Added: Details on the election certificates allegedly targeted by Trump's conduct on January 6

The new language detailing what the congressional certification process entails may have a second purpose. Smith may be trying to bolster his position in light of another Supreme Court ruling issued this summer that limits the use of an obstruction charge that has been raised in several cases against rioters as well as in the impeachment of Trump.

The court ruled that the relevant statute applies only to obstructions intended to interfere with documents or other physical materials used in an official proceeding. The effect of the ruling is that to successfully bring a charge under the statute, prosecutors must link the obstructing conduct to documents or other items used in an official proceeding, such as the congressional certification ceremony.

Roberts' majority opinion left the door open for allegations that a defendant falsified documents, which appears to cover up the fake electoral plan in the Trump case. But prosecutors also seem keen to portray the Capitol attack as another attempt to prevent Congress from using the documents in the certification process.
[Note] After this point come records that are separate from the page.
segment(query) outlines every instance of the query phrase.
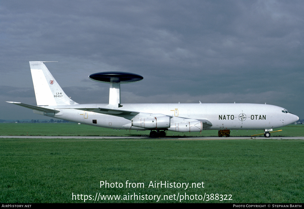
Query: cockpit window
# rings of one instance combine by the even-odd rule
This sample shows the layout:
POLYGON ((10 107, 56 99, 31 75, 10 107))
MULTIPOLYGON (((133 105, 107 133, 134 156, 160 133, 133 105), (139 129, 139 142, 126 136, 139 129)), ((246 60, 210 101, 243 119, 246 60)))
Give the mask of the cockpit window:
POLYGON ((282 110, 282 112, 284 112, 284 113, 290 113, 291 114, 292 114, 292 113, 291 113, 291 112, 288 112, 288 110, 282 110))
A new line in the indictment details how, during the breach, congressional staff removed from the Senate the certification documents that Congress was reviewing during the ceremony. In the account of Trump's speech before the attack, prosecutors also included remarks by Trump that took aim at Congress's counting of the electoral votes. Trump told the crowd, “We have come to demand that Congress do the right thing and only count the electors who were lawfully chosen, lawfully chosen.”

Revisited: Trump's use of Twitter and how he spread allegations of fraud

Much of Trump's activity on Twitter – the social media platform now known as X – from the day of the insurrection was removed from the indictment. However, prosecutors held onto a tweet in which Trump criticized Pence for his lack of “courage” after the crowd broke into the building and the Senate was in recess. Prosecutors added that Trump sent that tweet “personally and unaided,” and also noted that he spent much of the afternoon watching television coverage from his dining room while “checking Twitter on his phone.”

Other Trump-era cases have debated whether Trump's activity on Twitter during his presidency counts as official activity. Perhaps with that in mind, Smith added a new description of Trump's Twitter use, noting that he “regularly” used Twitter “for personal purposes” – including for his false allegations of fraud, for his pressure campaign against Pence, and to “exploit the events at the Capitol on January 6th to illegitimately hold on to power.”

With another round of appeals likely, it will be many months and possibly years before it is clear whether Smith was successful in his attempts to salvage the charges. And if Trump wins in November, he will likely end the case before it can get that far.

According to Kreis, the revised indictment is a sign that Smith wants to avoid mini-trials to decide which parts of his case can remain in the proceedings. Such a process would have allowed prosecutors to present their evidence before the election, but would also have given Trump and his defense team a “foretaste of what was to come.”

“In my view, Jack Smith has concluded that conviction is as important as providing basic evidence to the public,” Kreis said.